Saturday 15 December 2018
- Senior Tory ministers are urging the prime minister to give MP's a series of free votes over different options including a second referendum as a way of breaking the Commons deadlock over Brexit (source link).
- Jo Johnson, former transport minister, has warned that Theresa May is trying to “run down the clock” and minimise Parliament’s role in Brexit (source link).
- Amber Rudd, the work and pensions secretary, has warned that Brexit is in danger of getting stuck and advocated MP's across different parties coming together to try and forge a consensus. She backed the idea of trying to find a plan which a majority of MP's could support (source link).

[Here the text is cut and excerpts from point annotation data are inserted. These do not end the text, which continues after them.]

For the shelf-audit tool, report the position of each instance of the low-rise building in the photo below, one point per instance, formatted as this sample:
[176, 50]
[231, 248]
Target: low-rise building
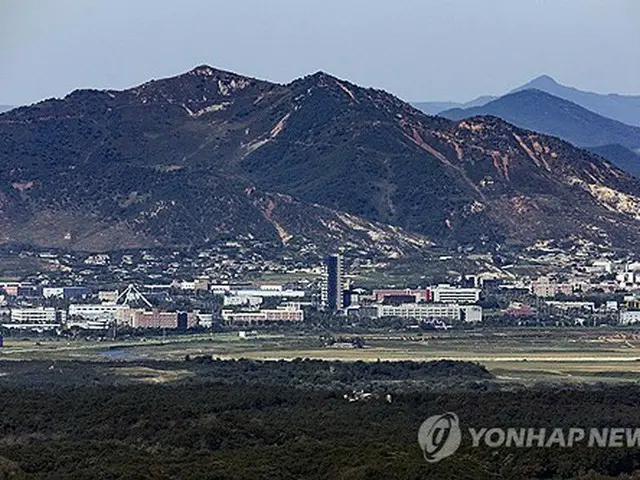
[38, 315]
[449, 294]
[629, 317]
[286, 314]
[430, 311]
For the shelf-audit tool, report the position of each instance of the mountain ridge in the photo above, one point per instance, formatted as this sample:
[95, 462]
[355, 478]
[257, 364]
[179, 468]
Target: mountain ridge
[211, 154]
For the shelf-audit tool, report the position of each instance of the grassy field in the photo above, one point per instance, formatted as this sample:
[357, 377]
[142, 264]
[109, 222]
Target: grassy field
[567, 355]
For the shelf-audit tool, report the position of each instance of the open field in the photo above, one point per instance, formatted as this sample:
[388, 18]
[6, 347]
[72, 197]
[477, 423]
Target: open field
[566, 355]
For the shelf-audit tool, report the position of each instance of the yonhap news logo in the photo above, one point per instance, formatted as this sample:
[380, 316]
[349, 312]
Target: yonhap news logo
[440, 436]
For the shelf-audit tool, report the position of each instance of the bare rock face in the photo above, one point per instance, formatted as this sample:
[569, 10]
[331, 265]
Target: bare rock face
[210, 154]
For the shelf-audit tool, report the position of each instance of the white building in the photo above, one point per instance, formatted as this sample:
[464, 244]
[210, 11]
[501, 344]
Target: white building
[449, 294]
[37, 315]
[268, 291]
[431, 311]
[629, 317]
[287, 314]
[93, 311]
[241, 300]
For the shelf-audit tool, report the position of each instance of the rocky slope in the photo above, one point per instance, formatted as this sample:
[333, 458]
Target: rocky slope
[211, 154]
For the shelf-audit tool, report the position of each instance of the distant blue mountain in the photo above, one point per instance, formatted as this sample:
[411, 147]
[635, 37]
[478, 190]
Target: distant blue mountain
[434, 108]
[545, 113]
[624, 108]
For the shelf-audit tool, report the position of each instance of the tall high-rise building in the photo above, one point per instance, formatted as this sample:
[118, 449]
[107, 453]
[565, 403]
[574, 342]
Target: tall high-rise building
[333, 283]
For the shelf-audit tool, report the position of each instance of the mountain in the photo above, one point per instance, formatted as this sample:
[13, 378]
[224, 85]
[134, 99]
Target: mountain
[623, 108]
[622, 157]
[543, 112]
[434, 108]
[319, 162]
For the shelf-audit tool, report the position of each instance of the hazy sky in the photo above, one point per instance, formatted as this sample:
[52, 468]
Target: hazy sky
[417, 49]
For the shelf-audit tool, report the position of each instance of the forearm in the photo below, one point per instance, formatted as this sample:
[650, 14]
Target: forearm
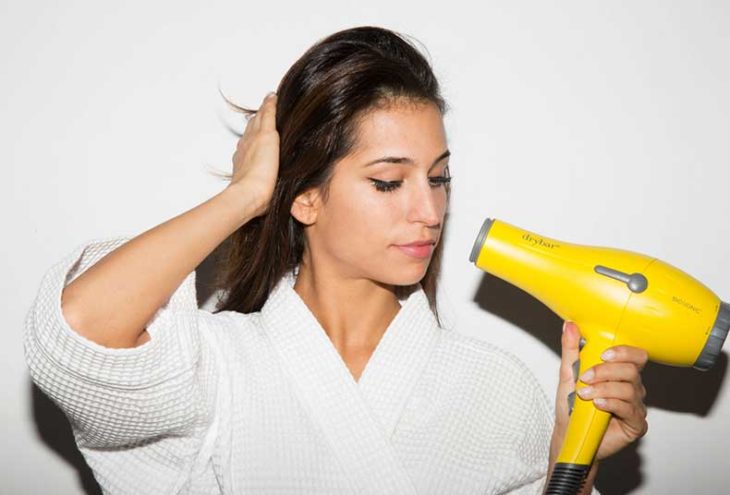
[111, 302]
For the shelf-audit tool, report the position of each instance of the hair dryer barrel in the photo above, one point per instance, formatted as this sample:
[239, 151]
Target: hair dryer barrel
[622, 296]
[616, 297]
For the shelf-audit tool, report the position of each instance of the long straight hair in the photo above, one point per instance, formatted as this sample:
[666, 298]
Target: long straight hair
[320, 100]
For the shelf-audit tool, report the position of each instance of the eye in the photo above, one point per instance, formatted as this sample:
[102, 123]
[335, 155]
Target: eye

- Nigel Farrage, the former UKIP leader, told Brexit supporters to prepare for another referendum (source link).
Sunday 16 December 2018
- Theresa May has condemned comments made by the former prime minister, Tony Blair, who has called for another referendum. Mrs May accused Mr Blair of undermining the Brexit talks and said the comments by Mr Blair were an “insult to the office he once held”. She stated that MP's could not abdicate their responsibility to deliver Brexit by holding another poll (source link).
- International trade secretary Liam Fox has said Parliament might have to decide what to do next if the prime minister’s Brexit deal is rejected by MP's. Mr Fox admitted that the Brexit deal was unlikely to pass through Parliament unless issues over the controversial backstop were resolved. One option suggested by Mr Fox was to give MP's a free vote (source link).